Is Earth at an Environmental Tipping Point?

Humanity is on the threshold of disturbing half of the Earth's landmass. Scientists say that could represent a crucial tipping point beyond which the planet's biology would drastically change. 

What's the Latest Development?


A recent report in the scientific journal Nature suggests that Earth may be approaching a crucial tipping point in which human influence over the natural environment will irrevocably change the planet's biology. "...the Nature authors note that current trends suggest that half the Earth's land surface will be disturbed by human activity by 2025—and that could represent the point of no return for a livable planet." For some parts of the planet that lack resources to adapt to climate change, e.g. the high Himalayas of Nepal and the desperately poor and hungry parts of sub-Saharan Africa, a tipping point may have already been reached.  

What's the Big Idea?

The influence of human activity on the planet's resources is unprecedented.

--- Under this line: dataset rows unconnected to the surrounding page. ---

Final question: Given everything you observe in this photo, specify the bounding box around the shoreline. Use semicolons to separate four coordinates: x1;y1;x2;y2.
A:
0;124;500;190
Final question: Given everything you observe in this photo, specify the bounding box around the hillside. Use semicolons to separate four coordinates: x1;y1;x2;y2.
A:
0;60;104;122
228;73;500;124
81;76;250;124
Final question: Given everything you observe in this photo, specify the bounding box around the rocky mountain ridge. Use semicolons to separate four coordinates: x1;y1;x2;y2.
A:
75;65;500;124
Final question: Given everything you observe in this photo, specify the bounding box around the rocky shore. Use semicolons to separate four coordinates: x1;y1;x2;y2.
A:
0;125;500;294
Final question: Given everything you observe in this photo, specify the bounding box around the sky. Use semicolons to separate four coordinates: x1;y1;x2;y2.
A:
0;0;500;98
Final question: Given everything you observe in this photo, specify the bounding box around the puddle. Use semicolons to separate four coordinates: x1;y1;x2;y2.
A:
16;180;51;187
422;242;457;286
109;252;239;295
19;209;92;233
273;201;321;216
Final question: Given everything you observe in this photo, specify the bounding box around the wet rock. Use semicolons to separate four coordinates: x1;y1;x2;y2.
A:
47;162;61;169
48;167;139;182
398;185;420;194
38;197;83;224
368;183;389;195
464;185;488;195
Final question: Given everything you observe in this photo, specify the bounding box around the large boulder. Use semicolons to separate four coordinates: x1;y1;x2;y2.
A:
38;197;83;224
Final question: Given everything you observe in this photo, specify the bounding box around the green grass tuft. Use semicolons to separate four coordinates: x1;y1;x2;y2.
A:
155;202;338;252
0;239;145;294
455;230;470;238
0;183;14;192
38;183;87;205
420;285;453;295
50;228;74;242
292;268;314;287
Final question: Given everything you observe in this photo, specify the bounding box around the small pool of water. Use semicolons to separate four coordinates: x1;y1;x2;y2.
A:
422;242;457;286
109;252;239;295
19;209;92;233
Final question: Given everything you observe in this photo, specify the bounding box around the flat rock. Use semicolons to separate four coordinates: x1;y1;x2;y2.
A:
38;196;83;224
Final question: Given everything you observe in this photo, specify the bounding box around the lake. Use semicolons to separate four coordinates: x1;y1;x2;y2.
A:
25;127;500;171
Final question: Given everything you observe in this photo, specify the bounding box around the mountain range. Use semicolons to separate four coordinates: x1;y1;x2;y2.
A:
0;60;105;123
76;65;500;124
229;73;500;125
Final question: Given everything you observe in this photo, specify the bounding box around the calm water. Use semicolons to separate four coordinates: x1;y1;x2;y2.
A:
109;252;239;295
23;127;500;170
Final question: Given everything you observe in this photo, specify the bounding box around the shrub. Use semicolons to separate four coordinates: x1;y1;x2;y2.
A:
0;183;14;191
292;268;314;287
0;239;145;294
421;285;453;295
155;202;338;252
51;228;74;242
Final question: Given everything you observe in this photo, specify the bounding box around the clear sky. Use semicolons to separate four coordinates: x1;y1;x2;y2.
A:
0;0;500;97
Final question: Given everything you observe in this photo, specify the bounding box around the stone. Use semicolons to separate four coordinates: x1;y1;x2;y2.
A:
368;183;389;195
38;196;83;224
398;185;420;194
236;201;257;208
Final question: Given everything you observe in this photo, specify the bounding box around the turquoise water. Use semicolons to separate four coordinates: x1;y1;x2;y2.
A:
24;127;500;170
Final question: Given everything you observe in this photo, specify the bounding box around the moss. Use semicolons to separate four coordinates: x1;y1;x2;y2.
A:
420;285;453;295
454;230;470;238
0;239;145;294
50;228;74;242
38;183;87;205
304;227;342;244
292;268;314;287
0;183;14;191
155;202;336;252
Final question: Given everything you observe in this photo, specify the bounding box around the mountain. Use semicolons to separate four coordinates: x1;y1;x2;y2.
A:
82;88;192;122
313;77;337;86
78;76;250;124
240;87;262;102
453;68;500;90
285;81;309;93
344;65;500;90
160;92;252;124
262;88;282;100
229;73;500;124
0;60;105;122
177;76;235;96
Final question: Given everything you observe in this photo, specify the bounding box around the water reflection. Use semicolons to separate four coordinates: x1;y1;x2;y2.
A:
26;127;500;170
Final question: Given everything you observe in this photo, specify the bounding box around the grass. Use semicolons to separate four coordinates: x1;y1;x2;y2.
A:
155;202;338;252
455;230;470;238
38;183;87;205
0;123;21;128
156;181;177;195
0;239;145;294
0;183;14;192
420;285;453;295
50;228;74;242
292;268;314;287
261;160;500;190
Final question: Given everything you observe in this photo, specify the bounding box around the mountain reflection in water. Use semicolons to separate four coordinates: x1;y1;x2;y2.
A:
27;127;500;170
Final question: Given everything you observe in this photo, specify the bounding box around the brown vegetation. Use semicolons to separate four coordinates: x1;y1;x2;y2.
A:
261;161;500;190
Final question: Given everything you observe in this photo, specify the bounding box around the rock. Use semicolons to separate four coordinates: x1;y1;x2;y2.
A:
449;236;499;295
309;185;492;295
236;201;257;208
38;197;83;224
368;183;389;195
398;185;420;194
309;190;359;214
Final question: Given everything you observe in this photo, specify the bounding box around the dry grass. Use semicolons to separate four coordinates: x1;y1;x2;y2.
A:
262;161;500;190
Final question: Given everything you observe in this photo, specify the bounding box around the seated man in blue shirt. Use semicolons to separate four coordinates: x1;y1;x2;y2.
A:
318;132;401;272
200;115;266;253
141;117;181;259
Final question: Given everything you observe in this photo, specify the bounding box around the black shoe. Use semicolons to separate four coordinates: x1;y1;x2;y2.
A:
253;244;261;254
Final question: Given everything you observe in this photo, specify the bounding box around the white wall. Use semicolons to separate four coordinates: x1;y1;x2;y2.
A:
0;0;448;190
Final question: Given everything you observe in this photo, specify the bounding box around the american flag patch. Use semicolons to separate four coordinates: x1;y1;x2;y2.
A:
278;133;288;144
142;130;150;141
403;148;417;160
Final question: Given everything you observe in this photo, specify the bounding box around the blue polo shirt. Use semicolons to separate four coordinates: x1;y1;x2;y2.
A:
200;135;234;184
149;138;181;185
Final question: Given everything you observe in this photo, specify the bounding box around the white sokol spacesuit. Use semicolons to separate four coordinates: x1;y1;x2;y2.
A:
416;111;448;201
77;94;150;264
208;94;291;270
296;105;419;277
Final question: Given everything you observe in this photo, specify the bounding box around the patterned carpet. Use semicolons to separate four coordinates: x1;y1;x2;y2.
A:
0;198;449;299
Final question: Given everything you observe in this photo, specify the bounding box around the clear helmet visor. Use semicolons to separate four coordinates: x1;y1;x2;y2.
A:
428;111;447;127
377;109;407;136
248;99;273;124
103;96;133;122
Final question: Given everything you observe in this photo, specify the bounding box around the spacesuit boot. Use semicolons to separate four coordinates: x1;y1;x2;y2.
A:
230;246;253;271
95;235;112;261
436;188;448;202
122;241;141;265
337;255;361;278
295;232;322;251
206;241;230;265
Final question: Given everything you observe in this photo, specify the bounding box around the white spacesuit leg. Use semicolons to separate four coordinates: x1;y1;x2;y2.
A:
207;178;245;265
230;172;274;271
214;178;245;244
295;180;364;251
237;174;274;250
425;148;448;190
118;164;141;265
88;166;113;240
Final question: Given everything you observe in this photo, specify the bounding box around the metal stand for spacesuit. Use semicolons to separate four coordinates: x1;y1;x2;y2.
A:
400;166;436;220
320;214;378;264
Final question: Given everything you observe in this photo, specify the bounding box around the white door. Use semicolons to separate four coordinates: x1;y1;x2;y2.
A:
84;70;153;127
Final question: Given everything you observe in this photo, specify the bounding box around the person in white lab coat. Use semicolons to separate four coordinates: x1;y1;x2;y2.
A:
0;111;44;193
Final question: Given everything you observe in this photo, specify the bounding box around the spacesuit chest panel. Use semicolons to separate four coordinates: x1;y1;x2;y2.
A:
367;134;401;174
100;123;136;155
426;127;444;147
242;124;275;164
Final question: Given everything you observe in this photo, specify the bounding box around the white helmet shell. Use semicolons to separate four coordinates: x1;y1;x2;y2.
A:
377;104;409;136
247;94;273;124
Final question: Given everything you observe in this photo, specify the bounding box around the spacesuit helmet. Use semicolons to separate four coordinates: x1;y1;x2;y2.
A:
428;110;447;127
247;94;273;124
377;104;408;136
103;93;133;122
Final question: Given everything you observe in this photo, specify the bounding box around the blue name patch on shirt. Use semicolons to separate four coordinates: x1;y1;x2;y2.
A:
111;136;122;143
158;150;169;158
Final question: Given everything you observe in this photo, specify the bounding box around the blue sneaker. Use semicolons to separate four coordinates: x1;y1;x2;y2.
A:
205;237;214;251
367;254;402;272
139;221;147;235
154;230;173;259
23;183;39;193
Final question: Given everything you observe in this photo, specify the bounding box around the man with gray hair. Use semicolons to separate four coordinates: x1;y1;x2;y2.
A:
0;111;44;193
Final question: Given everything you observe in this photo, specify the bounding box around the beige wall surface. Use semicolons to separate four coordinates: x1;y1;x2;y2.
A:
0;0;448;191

Due to human encroachment on wild habitats, scientists now say we are living through the sixth greatest period of species extinction in history. "Human population has quadrupled just in the past century, and today we add around 77 million people a year... We've converted 43% of the Earth's land to agricultural or urban landscapes... We've increased the atmospheric concentration of carbon dioxide by more than a third, we've made the oceans more acidic... All of these changes are speeding up, not slowing down."